Summer Research

* Student(s): Andrew Vermilyea
Advisor: Michael McCormick

Title: Role of Dichlorocarbene Reduction During Carbon Tetrachloride Transformation on the Surface of Magnetite


Biogenic magnetite has previously been shown to play a significant role in the abiotic dechlorination of carbon tetrachloride (CT), a common groundwater contaminant. The least toxic product of this CT transformation is methane. Prior investigations determined that a dichlorocarbene (:CCl2) intermediate is involved in this process.
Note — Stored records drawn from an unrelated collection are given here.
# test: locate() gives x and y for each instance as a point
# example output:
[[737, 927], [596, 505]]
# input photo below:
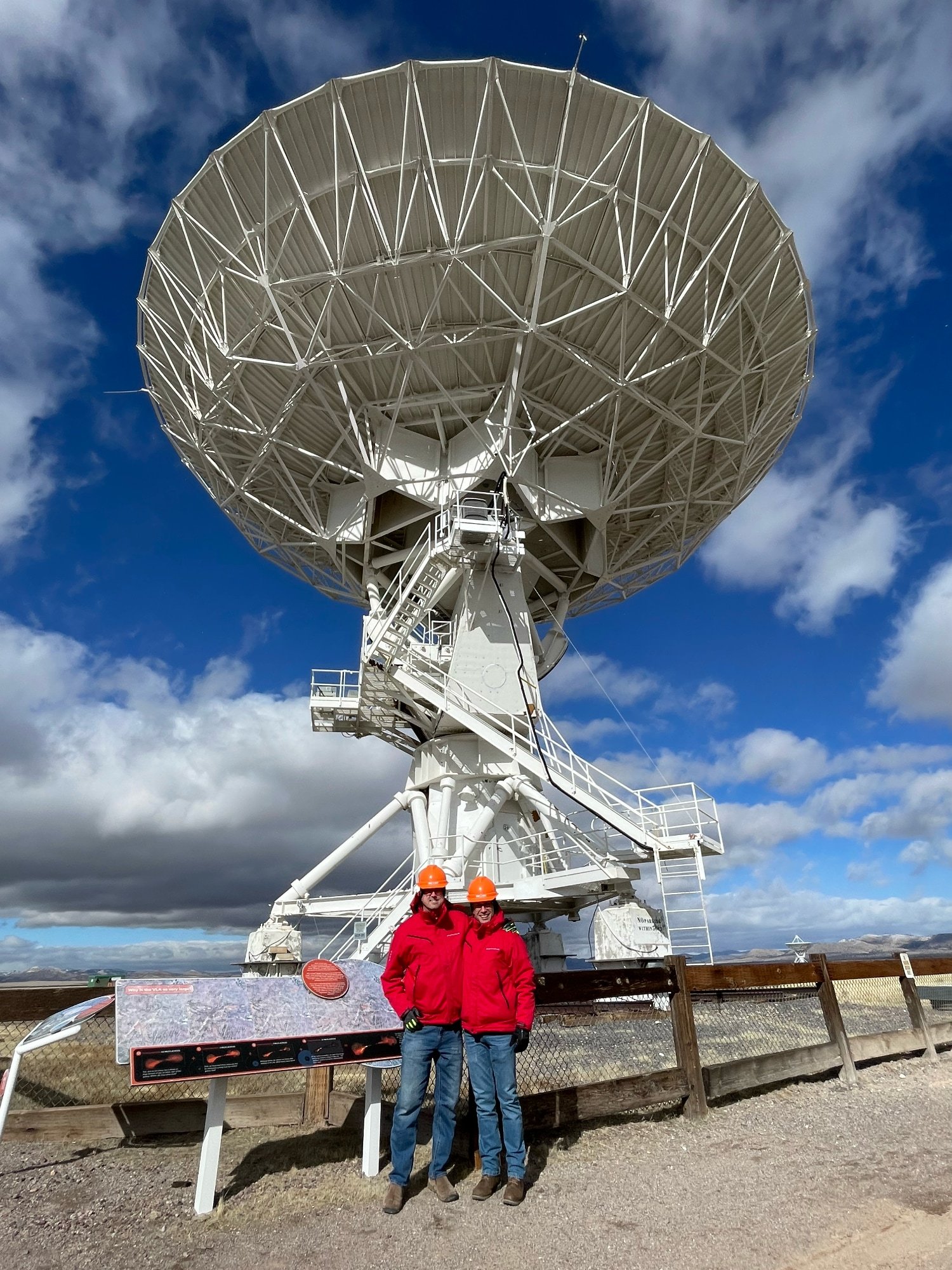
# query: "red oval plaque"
[[324, 980]]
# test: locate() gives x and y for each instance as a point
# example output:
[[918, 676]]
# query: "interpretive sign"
[[197, 1029]]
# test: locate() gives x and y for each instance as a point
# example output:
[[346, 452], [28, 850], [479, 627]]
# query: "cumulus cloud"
[[105, 112], [136, 797], [812, 534], [598, 678], [821, 102], [916, 678]]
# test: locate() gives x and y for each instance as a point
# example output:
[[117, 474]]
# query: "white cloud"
[[916, 678], [921, 854], [788, 763], [98, 102], [751, 832], [819, 101], [814, 537], [133, 796], [596, 675], [598, 678]]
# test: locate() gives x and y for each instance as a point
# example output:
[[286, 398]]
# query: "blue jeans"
[[442, 1047], [492, 1061]]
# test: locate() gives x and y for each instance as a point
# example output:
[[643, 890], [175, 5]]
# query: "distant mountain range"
[[868, 946], [58, 975]]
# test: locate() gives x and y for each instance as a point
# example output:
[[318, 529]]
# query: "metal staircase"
[[404, 688], [684, 902], [407, 601]]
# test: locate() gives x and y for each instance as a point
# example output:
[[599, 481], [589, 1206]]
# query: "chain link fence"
[[871, 1006], [573, 1043], [753, 1022], [576, 1043]]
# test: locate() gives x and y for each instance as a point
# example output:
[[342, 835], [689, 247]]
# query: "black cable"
[[524, 674]]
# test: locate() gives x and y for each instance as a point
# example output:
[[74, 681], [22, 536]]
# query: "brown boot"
[[486, 1187], [395, 1200], [515, 1192], [445, 1189]]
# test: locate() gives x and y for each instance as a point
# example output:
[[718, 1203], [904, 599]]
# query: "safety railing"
[[333, 686]]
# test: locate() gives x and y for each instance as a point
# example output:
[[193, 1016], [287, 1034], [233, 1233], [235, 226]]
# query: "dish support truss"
[[450, 671]]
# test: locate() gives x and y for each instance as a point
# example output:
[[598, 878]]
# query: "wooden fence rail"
[[691, 1084]]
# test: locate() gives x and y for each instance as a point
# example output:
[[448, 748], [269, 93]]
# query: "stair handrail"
[[545, 742]]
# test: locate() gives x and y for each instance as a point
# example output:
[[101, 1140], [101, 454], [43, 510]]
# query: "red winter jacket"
[[426, 965], [499, 984]]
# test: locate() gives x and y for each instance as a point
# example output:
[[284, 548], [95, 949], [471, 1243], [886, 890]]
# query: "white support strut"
[[370, 1165], [211, 1145], [27, 1047], [300, 888]]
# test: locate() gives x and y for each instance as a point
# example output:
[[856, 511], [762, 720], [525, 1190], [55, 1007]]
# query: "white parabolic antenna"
[[478, 346]]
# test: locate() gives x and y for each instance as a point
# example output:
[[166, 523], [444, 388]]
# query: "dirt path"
[[810, 1178]]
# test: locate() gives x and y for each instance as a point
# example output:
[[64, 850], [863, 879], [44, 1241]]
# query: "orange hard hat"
[[432, 878], [482, 891]]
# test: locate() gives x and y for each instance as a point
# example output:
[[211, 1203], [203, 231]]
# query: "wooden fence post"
[[833, 1018], [317, 1109], [686, 1048], [917, 1015]]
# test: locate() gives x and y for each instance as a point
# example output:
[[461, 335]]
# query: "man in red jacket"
[[423, 984], [499, 1006]]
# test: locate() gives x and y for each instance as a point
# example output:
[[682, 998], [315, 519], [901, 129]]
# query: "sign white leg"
[[371, 1122], [27, 1047], [211, 1145], [8, 1089]]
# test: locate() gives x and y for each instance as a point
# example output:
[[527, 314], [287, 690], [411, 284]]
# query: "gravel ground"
[[810, 1178]]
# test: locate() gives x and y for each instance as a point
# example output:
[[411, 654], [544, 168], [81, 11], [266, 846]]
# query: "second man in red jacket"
[[423, 984], [499, 1005]]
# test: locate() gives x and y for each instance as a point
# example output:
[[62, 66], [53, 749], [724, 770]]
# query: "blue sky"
[[158, 777]]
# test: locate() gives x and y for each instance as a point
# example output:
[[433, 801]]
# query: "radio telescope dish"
[[411, 284]]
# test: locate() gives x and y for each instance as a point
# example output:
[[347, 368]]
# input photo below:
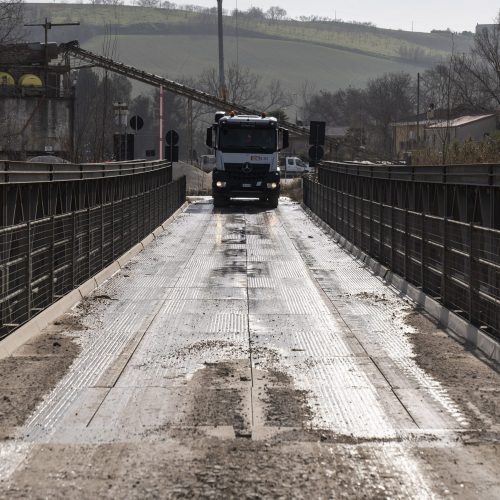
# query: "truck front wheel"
[[273, 200]]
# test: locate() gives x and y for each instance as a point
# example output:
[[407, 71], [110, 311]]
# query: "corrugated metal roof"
[[460, 121]]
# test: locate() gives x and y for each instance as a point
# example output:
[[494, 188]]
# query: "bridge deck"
[[244, 352]]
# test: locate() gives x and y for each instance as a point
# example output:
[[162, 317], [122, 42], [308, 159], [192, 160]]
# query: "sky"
[[397, 14]]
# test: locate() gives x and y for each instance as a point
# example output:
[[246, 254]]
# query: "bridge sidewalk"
[[244, 352]]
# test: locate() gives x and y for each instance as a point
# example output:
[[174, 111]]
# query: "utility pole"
[[160, 145], [47, 25], [222, 79], [418, 109]]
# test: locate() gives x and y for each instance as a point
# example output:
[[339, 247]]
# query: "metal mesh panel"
[[455, 262], [43, 259]]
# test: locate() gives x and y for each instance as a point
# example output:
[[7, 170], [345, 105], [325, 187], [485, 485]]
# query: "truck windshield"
[[261, 140]]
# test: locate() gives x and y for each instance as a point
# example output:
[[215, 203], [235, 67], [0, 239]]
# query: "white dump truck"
[[246, 157]]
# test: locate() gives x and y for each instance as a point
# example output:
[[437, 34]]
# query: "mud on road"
[[244, 355]]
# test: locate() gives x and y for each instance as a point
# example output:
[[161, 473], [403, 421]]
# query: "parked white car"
[[294, 165]]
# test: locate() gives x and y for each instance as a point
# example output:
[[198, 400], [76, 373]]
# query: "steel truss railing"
[[57, 233], [456, 262]]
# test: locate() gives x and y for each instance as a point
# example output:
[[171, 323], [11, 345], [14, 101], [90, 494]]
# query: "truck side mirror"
[[286, 142]]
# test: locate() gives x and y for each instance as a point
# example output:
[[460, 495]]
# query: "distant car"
[[294, 165], [47, 159], [207, 163]]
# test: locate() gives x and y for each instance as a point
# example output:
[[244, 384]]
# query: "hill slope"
[[181, 44]]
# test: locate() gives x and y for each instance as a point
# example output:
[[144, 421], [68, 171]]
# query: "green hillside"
[[181, 44]]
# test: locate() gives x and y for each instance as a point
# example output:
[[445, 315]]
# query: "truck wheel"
[[273, 200], [220, 201]]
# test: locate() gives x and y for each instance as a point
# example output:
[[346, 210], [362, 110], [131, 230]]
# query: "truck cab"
[[246, 157]]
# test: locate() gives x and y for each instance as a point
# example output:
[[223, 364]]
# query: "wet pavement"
[[244, 354]]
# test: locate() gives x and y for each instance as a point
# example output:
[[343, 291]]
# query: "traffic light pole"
[[161, 152]]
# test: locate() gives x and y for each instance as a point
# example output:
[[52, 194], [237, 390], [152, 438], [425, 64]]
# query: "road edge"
[[38, 323], [453, 324]]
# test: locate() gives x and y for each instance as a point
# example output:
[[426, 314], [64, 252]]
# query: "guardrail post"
[[52, 259], [73, 251], [422, 252], [472, 271], [406, 244], [89, 246], [102, 225], [29, 269]]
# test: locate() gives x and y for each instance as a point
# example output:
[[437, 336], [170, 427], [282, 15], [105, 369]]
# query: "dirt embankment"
[[34, 369], [472, 382]]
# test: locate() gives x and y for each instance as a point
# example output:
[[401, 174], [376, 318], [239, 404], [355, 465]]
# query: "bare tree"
[[483, 64], [11, 20], [388, 99], [242, 85], [148, 3], [276, 96]]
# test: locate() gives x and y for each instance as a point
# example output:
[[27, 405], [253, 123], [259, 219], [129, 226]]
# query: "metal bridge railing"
[[455, 262], [57, 234]]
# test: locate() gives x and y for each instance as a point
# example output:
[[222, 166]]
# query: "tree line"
[[466, 83]]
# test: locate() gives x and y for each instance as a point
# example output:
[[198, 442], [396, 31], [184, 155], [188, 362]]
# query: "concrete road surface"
[[245, 355]]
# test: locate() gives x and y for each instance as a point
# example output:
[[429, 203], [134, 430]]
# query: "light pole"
[[222, 79], [121, 120]]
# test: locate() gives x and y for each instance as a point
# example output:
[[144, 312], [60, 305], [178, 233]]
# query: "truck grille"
[[236, 171]]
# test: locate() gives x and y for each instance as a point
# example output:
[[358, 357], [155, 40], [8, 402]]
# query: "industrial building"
[[36, 102]]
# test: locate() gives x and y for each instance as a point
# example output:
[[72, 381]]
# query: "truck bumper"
[[225, 185]]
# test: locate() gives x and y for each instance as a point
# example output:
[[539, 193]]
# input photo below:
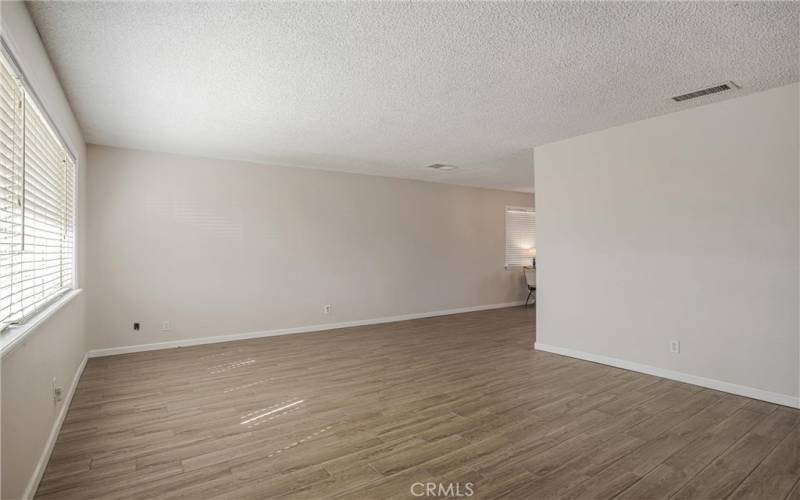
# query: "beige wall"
[[680, 227], [222, 247], [56, 348]]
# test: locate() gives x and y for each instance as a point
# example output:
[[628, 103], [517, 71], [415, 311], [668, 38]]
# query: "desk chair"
[[530, 279]]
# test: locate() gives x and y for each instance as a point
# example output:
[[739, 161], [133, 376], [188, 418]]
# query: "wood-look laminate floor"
[[366, 412]]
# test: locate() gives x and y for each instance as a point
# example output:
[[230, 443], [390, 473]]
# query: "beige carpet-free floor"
[[367, 412]]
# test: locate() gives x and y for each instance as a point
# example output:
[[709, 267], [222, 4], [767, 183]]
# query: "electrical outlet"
[[57, 391]]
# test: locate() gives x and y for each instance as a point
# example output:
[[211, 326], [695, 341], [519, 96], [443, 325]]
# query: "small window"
[[37, 201], [520, 236]]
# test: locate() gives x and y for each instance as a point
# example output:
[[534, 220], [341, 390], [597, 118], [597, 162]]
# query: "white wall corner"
[[718, 385], [41, 465]]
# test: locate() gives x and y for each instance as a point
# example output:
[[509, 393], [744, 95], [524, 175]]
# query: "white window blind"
[[520, 236], [37, 186]]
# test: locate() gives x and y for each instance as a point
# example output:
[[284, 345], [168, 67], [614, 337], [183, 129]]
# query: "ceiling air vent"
[[710, 90]]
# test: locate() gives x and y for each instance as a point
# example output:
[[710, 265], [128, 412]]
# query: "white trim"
[[15, 335], [41, 465], [719, 385], [95, 353]]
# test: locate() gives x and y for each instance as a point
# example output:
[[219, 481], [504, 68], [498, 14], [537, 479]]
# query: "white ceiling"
[[387, 88]]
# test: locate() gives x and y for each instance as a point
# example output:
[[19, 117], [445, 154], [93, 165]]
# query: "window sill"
[[16, 335]]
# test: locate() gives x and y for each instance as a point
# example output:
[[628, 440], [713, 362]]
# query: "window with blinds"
[[520, 236], [37, 186]]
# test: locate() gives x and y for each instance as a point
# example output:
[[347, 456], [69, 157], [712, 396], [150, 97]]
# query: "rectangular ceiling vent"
[[710, 90]]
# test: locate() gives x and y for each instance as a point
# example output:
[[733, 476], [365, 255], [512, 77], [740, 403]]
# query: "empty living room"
[[399, 249]]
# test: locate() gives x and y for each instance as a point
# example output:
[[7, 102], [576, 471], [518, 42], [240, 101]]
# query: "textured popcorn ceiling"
[[387, 88]]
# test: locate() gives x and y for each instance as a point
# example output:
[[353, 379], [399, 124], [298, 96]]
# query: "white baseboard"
[[41, 465], [739, 390], [94, 353]]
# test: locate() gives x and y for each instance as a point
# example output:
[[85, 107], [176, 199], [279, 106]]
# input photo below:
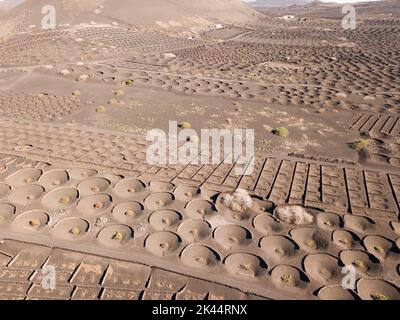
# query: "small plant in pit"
[[360, 145], [281, 132]]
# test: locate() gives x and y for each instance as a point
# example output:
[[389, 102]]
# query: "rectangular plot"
[[267, 176], [356, 188], [298, 188], [313, 192], [379, 192], [281, 187]]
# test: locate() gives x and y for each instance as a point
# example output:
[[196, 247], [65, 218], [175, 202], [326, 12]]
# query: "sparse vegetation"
[[380, 296], [128, 82], [360, 145], [101, 109], [112, 102], [185, 125], [118, 92], [75, 231], [117, 236], [286, 279], [281, 132], [34, 223]]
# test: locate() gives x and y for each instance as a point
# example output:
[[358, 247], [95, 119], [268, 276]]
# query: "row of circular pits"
[[277, 248], [320, 267]]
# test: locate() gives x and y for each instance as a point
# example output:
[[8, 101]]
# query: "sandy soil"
[[76, 103]]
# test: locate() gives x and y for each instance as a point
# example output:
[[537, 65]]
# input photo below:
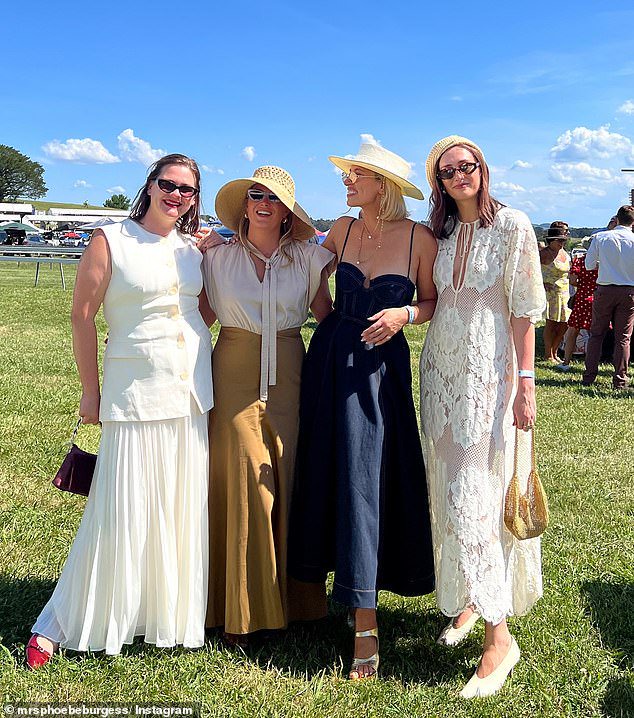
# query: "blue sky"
[[96, 91]]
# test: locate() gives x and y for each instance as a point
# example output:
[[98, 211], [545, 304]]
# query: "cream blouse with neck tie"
[[280, 301]]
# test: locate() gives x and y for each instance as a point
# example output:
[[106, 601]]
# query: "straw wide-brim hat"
[[231, 197], [557, 232], [439, 149], [383, 162]]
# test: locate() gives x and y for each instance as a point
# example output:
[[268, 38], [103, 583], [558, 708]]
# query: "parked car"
[[34, 240]]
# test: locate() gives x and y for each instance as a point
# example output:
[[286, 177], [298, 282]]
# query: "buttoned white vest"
[[158, 354]]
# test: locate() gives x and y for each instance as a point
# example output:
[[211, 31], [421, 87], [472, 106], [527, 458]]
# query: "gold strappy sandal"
[[372, 661]]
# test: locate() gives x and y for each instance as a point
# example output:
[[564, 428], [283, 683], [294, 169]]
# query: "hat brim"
[[407, 188], [229, 205]]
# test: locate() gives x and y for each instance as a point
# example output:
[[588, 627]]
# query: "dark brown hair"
[[558, 231], [189, 223], [443, 211], [625, 215]]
This study investigated the origin of the protons that replace the chlorine substituents on the (:CCl2) intermediate resulting in methane formation. Using deuterated water and a variety of organic and inorganic buffers we determined that the majority of the protons in the methane product originate from solution. This suggests that the intermediate pathway resulting in methane formation involves nucleophilic species that readily add D+ rather than radical species that abstract atomic hydrogen from labile organic sources. Trapping experiments are underway to better characterize the intermediate species that are formed after dichlorcarbene in the methane formation pathway. A better understanding of this transformation mechanism may assist in the development of improved remediation technologies for application at CT contaminated field sites.

AV's research supported by the Ralph E. Hansmann Science Student Support Fund.